A couple of learnings as a noob to pfSense that might help others getting started.
– This particular system, with Intel i226-V NICs (ID 0x125C) should be supported by pfSense 2.6.0 according to the list. I didn’t try it, I went straight to 2.7.0 development snap shot. It worked.
– If you intend to use pfSense Plus, its complicated. I could not find a way to do it without virtualization, other possibly using a USB NIC. The problem is, you must install pfSense 2.6.0, then install your key, select the Upgrade branch, and it will want to install 22.01 which has no support for i226 NICs. You might be able to use a USB NIC to get from 22.01 to 22.05, but it complicates things so I wiped the drive and installed Proxmox.
– In Proxmox, when setting up the VM for pfSense, I followed some instructions that said to use the e1000 virtual NICs. When I used those, I would get huge CPU spikes with network traffic. Using the VirtIO NICs fixed it. I also used Spice for the display (as recommended by pfSense instructions), and “HOST” for processor, also recommended in pfSense instructions.
– Idle CPU utilization is around 1%-2%. That’s with about 40 things attached to the network and streaming YouTube. It spikes to up to 25% running Internet Speedtest on my 1Gbps fiber Internet. I gave the VM 4GB RAM and 3 cores. Its currently using 13% of the RAM.
So my conclusion is, this makes a fine system for a home network router. The N5105 has enough power for my basic needs. We’ll see how it goes when I start adding plug-ins and more VMs.
@Darryl,
Do you have a picture of the shoft fan adapter or the pinout please?
Thanks
I bought one of these based on the STH review, but I bought the bare bones unit. I see that it actually arrived with a riser/expander that offsets the M.2 WiFi slot over to a full M.2 2280 slot that sits between the top M.2 2280 slot and the RAM slots. It appears that I could install my NVME drive in in either location (physically). Do you know if there’s any difference in PCIe lanes available to each slot? Do they both connect directly to the CPU?
Is it intentional that STH often does not prominently link to the actual AliExpress item being reviewed?

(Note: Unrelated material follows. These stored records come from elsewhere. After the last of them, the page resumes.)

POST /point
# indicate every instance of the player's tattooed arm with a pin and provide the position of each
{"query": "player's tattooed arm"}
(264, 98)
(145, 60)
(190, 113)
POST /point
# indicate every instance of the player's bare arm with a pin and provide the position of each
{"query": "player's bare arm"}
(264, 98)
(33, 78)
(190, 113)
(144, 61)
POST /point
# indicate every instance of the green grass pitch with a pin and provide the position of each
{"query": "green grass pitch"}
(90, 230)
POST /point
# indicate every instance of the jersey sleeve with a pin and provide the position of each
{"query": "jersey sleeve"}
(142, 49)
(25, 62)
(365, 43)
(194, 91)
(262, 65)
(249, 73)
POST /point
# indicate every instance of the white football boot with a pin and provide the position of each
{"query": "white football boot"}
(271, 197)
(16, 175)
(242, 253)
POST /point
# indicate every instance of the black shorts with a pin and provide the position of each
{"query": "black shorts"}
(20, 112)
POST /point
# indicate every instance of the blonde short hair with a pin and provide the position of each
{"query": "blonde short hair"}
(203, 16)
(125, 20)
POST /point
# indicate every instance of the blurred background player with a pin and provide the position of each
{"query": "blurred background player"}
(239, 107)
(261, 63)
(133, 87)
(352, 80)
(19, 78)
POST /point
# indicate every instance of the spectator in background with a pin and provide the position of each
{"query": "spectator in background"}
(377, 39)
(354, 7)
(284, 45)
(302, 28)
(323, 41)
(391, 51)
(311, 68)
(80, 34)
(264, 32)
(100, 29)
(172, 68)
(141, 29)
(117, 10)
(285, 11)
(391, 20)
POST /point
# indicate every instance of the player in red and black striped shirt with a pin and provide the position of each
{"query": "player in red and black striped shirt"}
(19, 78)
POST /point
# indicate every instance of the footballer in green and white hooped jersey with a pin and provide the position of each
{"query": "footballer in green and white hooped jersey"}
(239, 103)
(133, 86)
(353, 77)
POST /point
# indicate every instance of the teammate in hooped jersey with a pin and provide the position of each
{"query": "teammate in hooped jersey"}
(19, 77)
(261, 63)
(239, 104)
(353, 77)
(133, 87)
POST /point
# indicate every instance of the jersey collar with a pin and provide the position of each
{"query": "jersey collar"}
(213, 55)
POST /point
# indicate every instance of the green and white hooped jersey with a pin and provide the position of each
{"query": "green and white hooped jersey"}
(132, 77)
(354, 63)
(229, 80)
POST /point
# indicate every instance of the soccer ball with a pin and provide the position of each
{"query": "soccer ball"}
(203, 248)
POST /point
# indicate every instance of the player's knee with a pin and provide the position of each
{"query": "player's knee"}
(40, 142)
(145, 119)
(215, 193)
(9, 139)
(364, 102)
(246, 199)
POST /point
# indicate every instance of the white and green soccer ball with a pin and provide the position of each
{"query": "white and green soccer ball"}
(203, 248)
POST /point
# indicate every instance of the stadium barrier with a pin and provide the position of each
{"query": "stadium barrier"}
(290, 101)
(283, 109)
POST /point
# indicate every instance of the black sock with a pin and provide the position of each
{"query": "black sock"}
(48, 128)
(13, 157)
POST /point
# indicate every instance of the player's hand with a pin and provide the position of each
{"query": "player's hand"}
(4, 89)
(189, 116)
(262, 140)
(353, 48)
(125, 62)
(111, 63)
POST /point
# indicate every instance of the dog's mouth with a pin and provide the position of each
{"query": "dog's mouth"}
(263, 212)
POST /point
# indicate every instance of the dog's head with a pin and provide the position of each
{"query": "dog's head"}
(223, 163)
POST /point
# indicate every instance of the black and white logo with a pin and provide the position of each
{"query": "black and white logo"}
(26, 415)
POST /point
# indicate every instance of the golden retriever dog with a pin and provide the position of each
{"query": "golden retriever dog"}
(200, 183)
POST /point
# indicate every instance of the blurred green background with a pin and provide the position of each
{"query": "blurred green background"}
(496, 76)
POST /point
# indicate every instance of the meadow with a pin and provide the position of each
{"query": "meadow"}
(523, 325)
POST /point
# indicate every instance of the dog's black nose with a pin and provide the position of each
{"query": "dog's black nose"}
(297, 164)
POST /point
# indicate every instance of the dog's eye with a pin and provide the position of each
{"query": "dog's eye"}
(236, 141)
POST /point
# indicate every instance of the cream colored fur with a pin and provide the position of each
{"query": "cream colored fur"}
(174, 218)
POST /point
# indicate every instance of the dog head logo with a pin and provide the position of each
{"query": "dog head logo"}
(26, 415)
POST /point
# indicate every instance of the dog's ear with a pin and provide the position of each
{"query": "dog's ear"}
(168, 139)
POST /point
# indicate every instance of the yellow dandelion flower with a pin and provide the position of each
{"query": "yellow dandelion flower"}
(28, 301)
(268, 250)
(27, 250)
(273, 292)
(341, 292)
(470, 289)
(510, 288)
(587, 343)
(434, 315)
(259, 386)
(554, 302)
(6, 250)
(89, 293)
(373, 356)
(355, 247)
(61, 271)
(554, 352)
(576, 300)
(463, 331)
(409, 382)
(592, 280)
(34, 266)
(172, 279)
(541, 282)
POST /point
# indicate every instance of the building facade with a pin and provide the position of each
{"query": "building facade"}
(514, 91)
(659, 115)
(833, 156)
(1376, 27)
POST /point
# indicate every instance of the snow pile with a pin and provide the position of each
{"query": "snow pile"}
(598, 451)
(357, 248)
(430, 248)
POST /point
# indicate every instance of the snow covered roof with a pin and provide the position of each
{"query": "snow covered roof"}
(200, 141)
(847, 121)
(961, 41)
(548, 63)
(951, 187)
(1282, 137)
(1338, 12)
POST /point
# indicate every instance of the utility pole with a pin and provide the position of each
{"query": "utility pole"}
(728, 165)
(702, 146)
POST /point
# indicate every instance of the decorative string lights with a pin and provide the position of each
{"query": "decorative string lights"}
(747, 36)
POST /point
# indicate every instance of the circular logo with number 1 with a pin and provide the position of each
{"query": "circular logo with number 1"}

The cynic in me wonders if this is done to boost “engagement”:
I have read this article 3x and watched the video twice. I even clicked the hyperlink on the AliExpress screenshot, which cutely brings up a larger version (I’d hoped it linked to the item on AliExpress).
Scooter it is, but perhaps for a different reason, and one that we are changing. I was getting sick of how many folks on the web and YT were plugging VERY bad products (like things that do not work at all) and using affiliate links. Also, many of the folks reviewing mini PCs are getting paid and not disclosing it. We get offers all the time, and the companies mention the folks they are paying, which is how I know this is happening.
My thought was, we are just going to avoid that by not linking. As you rightly noticed, the downside is that then we do not link to the products we review, hence why we are changing that. The 2.5GbE switch review buyer’s guide was the first in that series.
These units are gettignpopbut anyone is having the connection dripping issue the i225 and i226 is having on desktop motherboard or is this fix in these firewall appliances?